In almost all cases, the EJB server provider and the EJB container provider
are the same vendor. The Borland Enterprise Server provides both the
server and the container.
Deployment and operation roles
The final steps in the development of an EJB distributed application are to
deploy the application and to monitor the enterprise computing and
network infrastructure as it runs. These are the deployment and operation
roles:
• Deployer
Deployers understand the operation environment for distributed
applications. They adapt the EJB application to the target operation
environment by modifying the properties of the enterprise beans using
the tools provided by the container provider.
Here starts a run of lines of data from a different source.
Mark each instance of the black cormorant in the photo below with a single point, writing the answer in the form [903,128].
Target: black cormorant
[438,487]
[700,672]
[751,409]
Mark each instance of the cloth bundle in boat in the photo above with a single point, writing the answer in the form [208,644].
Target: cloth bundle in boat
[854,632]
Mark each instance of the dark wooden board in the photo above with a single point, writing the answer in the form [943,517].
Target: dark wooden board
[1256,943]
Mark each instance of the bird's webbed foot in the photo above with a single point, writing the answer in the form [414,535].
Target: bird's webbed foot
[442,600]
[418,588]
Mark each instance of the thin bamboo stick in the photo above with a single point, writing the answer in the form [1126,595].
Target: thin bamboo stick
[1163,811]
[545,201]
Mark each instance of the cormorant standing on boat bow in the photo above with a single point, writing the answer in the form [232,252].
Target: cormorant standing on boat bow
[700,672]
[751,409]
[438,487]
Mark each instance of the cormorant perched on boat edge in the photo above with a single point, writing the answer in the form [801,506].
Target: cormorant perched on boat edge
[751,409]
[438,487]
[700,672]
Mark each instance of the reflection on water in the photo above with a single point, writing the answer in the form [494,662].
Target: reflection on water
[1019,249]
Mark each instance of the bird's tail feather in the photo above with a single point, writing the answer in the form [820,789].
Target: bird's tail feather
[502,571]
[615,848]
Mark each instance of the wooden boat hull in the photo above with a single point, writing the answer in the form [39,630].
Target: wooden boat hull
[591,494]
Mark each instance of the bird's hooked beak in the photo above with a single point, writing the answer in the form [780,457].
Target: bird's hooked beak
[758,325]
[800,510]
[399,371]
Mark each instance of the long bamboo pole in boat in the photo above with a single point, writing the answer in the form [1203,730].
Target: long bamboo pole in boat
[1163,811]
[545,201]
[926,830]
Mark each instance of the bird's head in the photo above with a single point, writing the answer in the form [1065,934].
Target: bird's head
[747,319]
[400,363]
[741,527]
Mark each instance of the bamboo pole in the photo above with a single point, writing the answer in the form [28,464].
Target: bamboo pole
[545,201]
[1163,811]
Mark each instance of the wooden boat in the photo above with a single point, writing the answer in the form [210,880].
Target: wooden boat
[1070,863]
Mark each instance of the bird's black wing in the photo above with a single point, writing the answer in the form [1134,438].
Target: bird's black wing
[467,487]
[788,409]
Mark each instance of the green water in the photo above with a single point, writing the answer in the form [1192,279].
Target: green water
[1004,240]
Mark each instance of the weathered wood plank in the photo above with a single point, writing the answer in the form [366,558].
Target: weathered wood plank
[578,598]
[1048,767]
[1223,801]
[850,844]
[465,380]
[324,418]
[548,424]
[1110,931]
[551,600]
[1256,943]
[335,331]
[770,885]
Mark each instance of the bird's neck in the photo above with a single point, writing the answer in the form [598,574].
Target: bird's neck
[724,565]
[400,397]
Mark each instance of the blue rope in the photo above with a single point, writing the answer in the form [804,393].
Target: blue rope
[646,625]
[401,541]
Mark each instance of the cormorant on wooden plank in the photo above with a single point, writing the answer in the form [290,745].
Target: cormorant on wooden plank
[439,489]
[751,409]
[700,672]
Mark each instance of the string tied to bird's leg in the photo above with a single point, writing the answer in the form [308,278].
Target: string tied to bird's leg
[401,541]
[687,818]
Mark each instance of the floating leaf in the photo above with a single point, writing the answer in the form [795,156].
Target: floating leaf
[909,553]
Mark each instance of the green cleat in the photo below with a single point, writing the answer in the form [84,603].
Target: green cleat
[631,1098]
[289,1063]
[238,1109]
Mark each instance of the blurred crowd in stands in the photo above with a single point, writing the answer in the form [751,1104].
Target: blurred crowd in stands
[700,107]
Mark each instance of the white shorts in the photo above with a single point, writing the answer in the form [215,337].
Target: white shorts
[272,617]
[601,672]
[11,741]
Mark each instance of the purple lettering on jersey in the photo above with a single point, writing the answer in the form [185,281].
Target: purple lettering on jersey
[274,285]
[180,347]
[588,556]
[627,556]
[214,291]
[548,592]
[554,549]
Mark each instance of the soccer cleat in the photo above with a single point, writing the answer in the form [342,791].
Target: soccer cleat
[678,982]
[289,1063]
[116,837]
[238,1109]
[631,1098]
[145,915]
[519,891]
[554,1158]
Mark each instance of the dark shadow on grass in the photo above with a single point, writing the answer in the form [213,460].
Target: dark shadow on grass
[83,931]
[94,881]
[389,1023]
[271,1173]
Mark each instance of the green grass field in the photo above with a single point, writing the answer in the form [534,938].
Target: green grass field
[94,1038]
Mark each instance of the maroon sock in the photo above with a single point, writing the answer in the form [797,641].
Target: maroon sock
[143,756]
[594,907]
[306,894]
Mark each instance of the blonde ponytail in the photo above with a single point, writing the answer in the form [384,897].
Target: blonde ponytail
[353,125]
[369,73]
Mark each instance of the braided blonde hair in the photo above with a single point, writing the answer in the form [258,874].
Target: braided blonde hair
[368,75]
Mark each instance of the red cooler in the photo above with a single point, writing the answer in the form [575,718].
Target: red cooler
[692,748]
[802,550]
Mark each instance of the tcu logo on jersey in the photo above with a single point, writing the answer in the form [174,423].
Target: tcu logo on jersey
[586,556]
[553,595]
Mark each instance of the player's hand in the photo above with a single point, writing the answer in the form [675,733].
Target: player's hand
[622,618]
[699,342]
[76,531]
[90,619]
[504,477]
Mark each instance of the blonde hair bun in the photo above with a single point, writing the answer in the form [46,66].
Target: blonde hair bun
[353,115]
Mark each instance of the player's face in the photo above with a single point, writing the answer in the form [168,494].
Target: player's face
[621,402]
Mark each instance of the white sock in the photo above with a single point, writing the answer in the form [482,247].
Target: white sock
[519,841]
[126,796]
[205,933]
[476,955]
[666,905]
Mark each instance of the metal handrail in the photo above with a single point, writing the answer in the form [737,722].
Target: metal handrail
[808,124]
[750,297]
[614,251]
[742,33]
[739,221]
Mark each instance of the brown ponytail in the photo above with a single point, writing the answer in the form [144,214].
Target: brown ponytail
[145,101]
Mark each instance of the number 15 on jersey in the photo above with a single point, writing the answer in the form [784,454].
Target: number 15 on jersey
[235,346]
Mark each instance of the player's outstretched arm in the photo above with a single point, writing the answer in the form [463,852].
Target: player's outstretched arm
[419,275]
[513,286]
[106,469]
For example, deployers
set transaction and security policies by setting appropriate properties in
the deployment descriptor. They also integrate the application with
existing enterprise management software.
• System administrator
Once an application is deployed, the system administrator monitors it
as it runs, and takes appropriate actions if the application behaves
abnormally. System administrators are responsible for configuring and
administrating the enterprise’s computing and networking
infrastructure that includes the EJB server and EJB container.
EJB architecture
Multi-tier distributed applications often consist of a client that runs on a
local machine, a middle-tier that runs on a server that contains the
business logic, and a backend-tier consisting of an enterprise information
system (EIS). An EIS can be a relational database system, an ERP system, a
legacy application, or any data store that holds the data that needs to be
accessed. This figure shows a typical EJB multi-tier distributed system
with three tiers: the client; the server, the container, and the beans
deployed on them; and the enterprise information system.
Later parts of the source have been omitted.